The camera pulls further out: out above the cafe, above the City of Bath and beyond the Earth. With the lid of the box in one hand, his mouthorgan in the other, with the dexterity of a being of great skill the gremlin pushes each of those images back inside the box. He turns to the camera, gives a wink, a sigh and a shrug and says simply, ‘Welcome to Danland’. [Blackout] And... CUT! Hmmm... Okay... Sorry about that.

And... CU

T!


And so, there it is: my imaginary trailer for a movie concept so absurd that the mere mention of such a thing almost invokes in me a snivelling mess of lunacy, not to mention its inevitable resignation to the limits of the normalities of the mass populace. At least it’s given me a few minutes of preoccupation which, perhaps you: my solitary reader (nay, bored sociopath with frequent, uncontrollable masochistic urges to read gibberish and shite) may find of interest.
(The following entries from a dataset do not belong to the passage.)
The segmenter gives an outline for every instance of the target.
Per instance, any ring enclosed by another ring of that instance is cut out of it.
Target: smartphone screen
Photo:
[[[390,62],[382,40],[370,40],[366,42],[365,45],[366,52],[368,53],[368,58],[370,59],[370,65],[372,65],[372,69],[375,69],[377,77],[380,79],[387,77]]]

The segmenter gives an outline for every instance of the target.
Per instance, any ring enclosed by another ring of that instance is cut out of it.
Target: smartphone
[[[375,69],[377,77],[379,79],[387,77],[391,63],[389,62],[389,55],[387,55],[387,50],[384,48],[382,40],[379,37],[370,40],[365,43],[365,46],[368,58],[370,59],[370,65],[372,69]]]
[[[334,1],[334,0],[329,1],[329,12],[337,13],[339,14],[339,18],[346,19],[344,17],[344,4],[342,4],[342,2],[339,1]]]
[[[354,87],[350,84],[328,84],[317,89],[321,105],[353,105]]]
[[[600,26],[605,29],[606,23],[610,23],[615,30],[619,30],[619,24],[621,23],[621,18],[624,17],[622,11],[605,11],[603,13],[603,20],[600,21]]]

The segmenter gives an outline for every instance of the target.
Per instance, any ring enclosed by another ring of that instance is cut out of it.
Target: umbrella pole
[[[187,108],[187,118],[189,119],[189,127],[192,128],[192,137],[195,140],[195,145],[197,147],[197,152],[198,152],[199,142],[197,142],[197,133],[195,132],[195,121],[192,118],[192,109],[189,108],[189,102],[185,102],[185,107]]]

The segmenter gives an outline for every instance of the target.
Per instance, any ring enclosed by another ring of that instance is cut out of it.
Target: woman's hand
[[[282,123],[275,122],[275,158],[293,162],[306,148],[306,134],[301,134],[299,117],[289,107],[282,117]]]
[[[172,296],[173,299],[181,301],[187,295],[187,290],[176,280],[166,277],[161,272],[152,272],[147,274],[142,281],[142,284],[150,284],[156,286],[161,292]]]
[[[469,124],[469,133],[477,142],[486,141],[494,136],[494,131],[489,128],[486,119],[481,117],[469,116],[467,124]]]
You may be inclined, on the basis of what you’ve read in these pages, to draw the conclusion that this is absolute nonsense; that this is, in fact, a work of complete fiction. It would of course be a fair conclusion to draw were it not for the fact that everything within is actually, to all intents and purposes, true. Welcome to Danland. Welcome to No stranger to the P45. And please, help yourself to a doughnut.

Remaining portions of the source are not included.